Она сделала особенно ударение на последнем слове, но Халинц не обратил на это внимания. Его так и несло:
– А я, кстати, неплохо закончил Академию… Взялся за ум, как говорится. Потом еще много летал, после госпиталя. И в конце концов получил назначение на «Канаху».
– Она не была вашим личным кораблем?
Халинц сморщился.
– Нет, хозяйским… Я пару раз докладывал о том, что двигатель требует ремонта. И корпус изношен. Они прекрасно обо всем знали. Просто скупились дать денег. Экономили на всем.
– Кто?
– Эльбейская торговая компания «Синид и Керкион».
– Давно нужно было поставить «Канаху» на прикол, не дожидаясь хозяйских распоряжений. А потом запросили бы у них средства задним числом. Сослались бы на форс-мажорные обстоятельства, как все нормальные люди делают. Ну, потеряли бы полгода, зато потом бы окупилось, – сказала Бугго, против воли втянутая в разговор.

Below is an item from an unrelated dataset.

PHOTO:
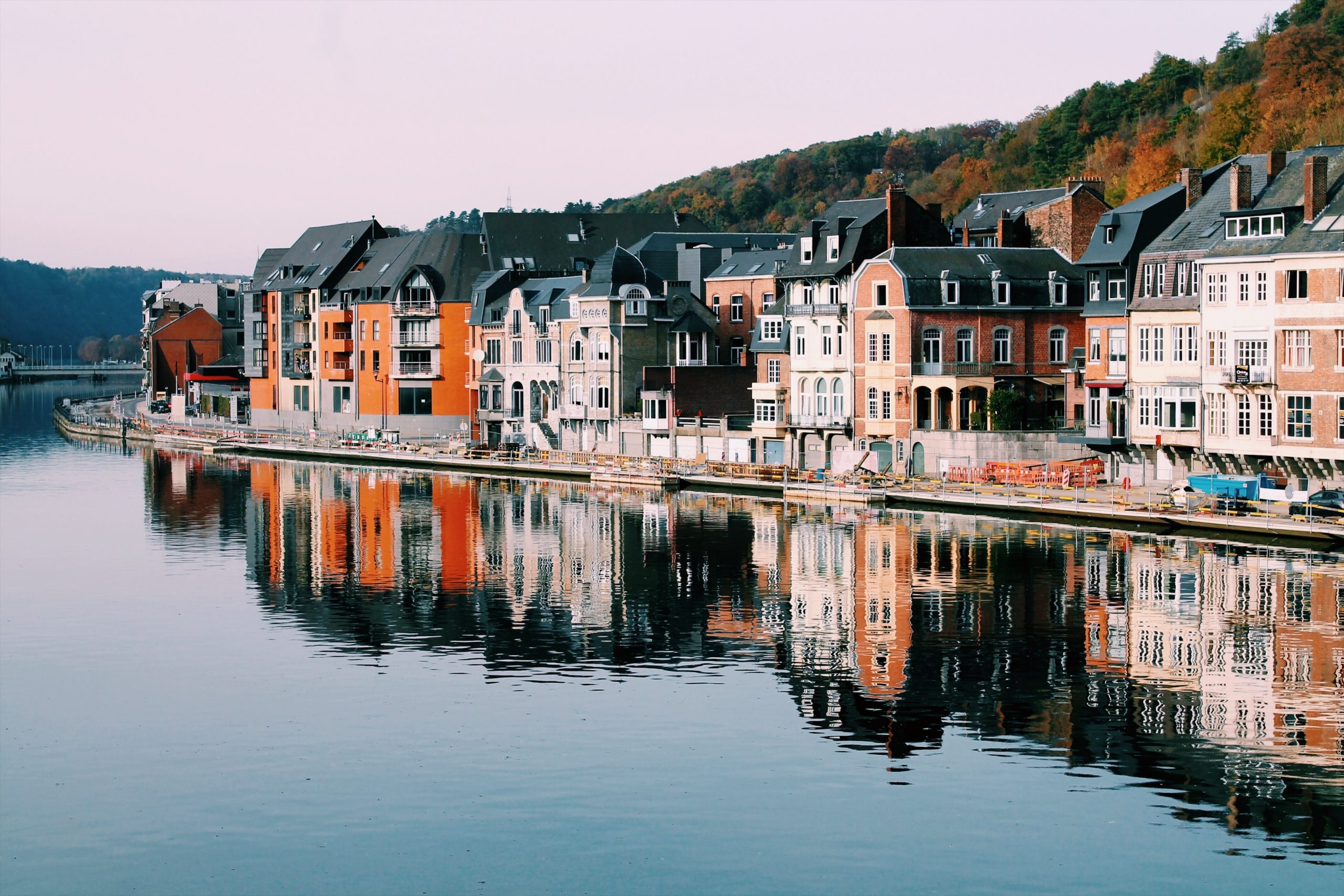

Ей пришлось присесть за стол, где завтракали потерпевшие. Калмине зачем-то решил блеснуть своим кулинарным искусством – должно быть, вообразил, будто капитан желает произвести на бедняг сокрушительно-блистательное впечатление, – и наготовил гору тефтелек с густой, сильно перченой подливой.
Гости кушали, морщась, особенно женщина. Бугго взяла себе порцию и нарочно громко сказала:
– Выше всяких похвал, Калмине.
В окне раздачи мелькнул кок.
– Пряности с Арзао, – сообщил он многозначительным тоном. – Настоящие. Благожелательные аборигенки помогали мне рвать их. Как и полагается, без ножа. Прелестными серыми пальчиками.
Он облизнулся и скрылся.
Женщина, сидевшая за столом, проговорила:
– Я совершенно не могу есть острое. У вас на корабле есть диетическая пища? У меня больной желудок.
– В таком случае, вам не повезло, – отозвалась Бугго. – Диетической пищи на корабле нет.
– Придется приготовить, – сказала женщина, поглядев на Бугго. – Иначе у меня будет приступ.
– А вот лекарства у нас в заводе, – объявила Бугго злорадно. – Так что можете не беспокоиться попусту. Если случится приступ, доктор поставит вам клистир с настойкой целебных трав.
Женщина вспыхнула, но Бугго и бровью не повела. Отвернулась и снова заговорила с Халинцем:
– Насколько я знаю, у вас на «Канахе» была эпидемия. Сочувствую.